Commentators and officials in France and across Europe took sides Monday on the surprise Swiss decision, passed in a referendum the previous day. French lawmakers who support banning the burka, the all-covering garment worn by some Muslim women, defended themselves against accusations that the move would fuel a growing phobia against Islam in Europe.
French Socialist Party spokesman Benoit Hamon said the Swiss decision in effect blamed Muslims for "all of Western society's ills," and compared it to the three-month-long public debates on French identity spearheaded by conservative President Nicolas Sarkozy.

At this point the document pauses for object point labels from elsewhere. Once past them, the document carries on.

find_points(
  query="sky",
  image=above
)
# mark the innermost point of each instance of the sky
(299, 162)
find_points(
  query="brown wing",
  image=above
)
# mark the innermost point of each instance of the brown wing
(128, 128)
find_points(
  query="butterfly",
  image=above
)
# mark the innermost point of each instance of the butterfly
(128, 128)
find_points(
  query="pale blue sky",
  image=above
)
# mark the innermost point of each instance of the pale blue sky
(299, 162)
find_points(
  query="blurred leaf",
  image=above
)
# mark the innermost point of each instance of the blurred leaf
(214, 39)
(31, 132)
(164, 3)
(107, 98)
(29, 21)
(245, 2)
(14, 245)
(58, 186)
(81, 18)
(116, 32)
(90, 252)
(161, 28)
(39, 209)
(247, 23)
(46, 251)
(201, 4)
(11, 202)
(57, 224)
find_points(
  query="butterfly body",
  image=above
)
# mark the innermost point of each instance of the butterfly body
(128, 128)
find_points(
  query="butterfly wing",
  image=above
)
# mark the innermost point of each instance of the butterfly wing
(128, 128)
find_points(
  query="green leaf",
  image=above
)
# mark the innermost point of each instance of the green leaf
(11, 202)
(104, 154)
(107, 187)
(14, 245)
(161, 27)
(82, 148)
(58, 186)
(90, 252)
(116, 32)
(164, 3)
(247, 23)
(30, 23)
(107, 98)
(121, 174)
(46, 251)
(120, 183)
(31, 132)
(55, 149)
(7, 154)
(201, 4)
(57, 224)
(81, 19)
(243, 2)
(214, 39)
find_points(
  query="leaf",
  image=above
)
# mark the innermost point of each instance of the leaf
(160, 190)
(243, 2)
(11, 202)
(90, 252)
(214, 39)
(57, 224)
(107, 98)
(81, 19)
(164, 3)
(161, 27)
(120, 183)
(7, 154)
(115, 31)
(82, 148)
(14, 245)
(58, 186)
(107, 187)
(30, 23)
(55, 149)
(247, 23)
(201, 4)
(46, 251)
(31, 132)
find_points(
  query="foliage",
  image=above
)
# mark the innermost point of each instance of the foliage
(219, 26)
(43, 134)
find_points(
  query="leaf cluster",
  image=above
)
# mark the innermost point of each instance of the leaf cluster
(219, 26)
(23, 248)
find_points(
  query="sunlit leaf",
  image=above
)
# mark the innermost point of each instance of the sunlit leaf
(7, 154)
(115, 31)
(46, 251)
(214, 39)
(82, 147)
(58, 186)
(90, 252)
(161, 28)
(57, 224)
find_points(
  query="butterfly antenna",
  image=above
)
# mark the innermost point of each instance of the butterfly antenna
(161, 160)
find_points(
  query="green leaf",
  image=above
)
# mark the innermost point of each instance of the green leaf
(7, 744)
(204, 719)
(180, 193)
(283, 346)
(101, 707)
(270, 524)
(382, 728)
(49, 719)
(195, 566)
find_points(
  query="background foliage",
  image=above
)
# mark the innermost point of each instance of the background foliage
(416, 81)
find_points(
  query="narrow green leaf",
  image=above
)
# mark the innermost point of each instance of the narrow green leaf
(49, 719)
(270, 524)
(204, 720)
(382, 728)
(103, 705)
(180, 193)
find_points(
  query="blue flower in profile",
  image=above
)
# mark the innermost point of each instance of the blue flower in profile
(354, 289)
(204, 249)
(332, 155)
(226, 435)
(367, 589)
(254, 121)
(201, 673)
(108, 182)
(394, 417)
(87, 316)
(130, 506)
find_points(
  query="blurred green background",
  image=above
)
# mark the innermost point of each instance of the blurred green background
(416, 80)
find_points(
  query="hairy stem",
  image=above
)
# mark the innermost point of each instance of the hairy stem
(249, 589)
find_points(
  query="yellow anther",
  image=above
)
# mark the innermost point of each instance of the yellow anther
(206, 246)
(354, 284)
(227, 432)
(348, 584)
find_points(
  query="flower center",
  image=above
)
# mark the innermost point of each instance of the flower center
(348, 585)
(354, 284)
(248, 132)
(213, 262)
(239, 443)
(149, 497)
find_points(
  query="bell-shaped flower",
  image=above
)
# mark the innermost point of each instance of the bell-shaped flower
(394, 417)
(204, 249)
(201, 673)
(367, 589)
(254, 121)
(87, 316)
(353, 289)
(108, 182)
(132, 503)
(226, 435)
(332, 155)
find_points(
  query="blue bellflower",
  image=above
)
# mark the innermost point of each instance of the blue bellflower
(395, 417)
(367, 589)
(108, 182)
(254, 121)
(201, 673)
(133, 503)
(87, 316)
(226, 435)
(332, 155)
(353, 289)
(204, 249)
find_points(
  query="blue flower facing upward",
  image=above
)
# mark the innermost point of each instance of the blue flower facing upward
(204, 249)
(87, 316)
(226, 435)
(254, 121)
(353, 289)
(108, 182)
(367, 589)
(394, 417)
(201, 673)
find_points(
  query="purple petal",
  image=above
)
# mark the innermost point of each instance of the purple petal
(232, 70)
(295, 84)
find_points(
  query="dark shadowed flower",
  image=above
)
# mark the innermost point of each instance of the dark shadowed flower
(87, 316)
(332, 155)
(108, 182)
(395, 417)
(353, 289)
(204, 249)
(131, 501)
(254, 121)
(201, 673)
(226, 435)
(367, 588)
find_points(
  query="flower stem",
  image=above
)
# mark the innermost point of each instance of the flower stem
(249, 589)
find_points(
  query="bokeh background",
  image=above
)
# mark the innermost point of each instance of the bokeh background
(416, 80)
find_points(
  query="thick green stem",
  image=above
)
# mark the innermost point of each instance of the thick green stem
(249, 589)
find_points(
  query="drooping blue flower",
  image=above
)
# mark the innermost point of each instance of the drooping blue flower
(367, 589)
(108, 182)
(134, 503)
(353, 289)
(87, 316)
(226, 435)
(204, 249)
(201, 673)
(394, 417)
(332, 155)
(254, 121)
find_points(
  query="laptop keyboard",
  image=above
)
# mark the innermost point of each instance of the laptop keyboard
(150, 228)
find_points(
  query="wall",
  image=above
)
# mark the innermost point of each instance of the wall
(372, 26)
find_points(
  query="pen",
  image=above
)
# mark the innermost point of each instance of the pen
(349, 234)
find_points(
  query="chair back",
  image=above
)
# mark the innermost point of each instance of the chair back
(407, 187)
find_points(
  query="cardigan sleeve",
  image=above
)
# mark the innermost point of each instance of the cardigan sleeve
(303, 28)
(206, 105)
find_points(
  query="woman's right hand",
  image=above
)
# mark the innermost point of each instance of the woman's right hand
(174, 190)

"I regret that the president is surrendering himself to this type of stigmatization of foreigners and immigrants by associating national identity and immigration," Hamon said on RTL French radio.
Immigration Minister Eric Besson, who is organizing the nationwide debates, said the Swiss ban on minarets stigmatized Islam. Instead, he said, "We need to favor the emergence of a French Islam that integrates into the values of the republic."
He added that trying to ban the burka was not comparable because "it affects a woman's dignity." In comments to French media, Xavier Bertrand, general secretary of Sarkozy's political party, referred to the burka as a "prison."
After Sarkozy said this summer that the burka was "not welcome in France," a parliamentary panel has been studying whether it should be banned. Meanwhile, the debate over French identity is being conducted through town hall meetings and Internet forums.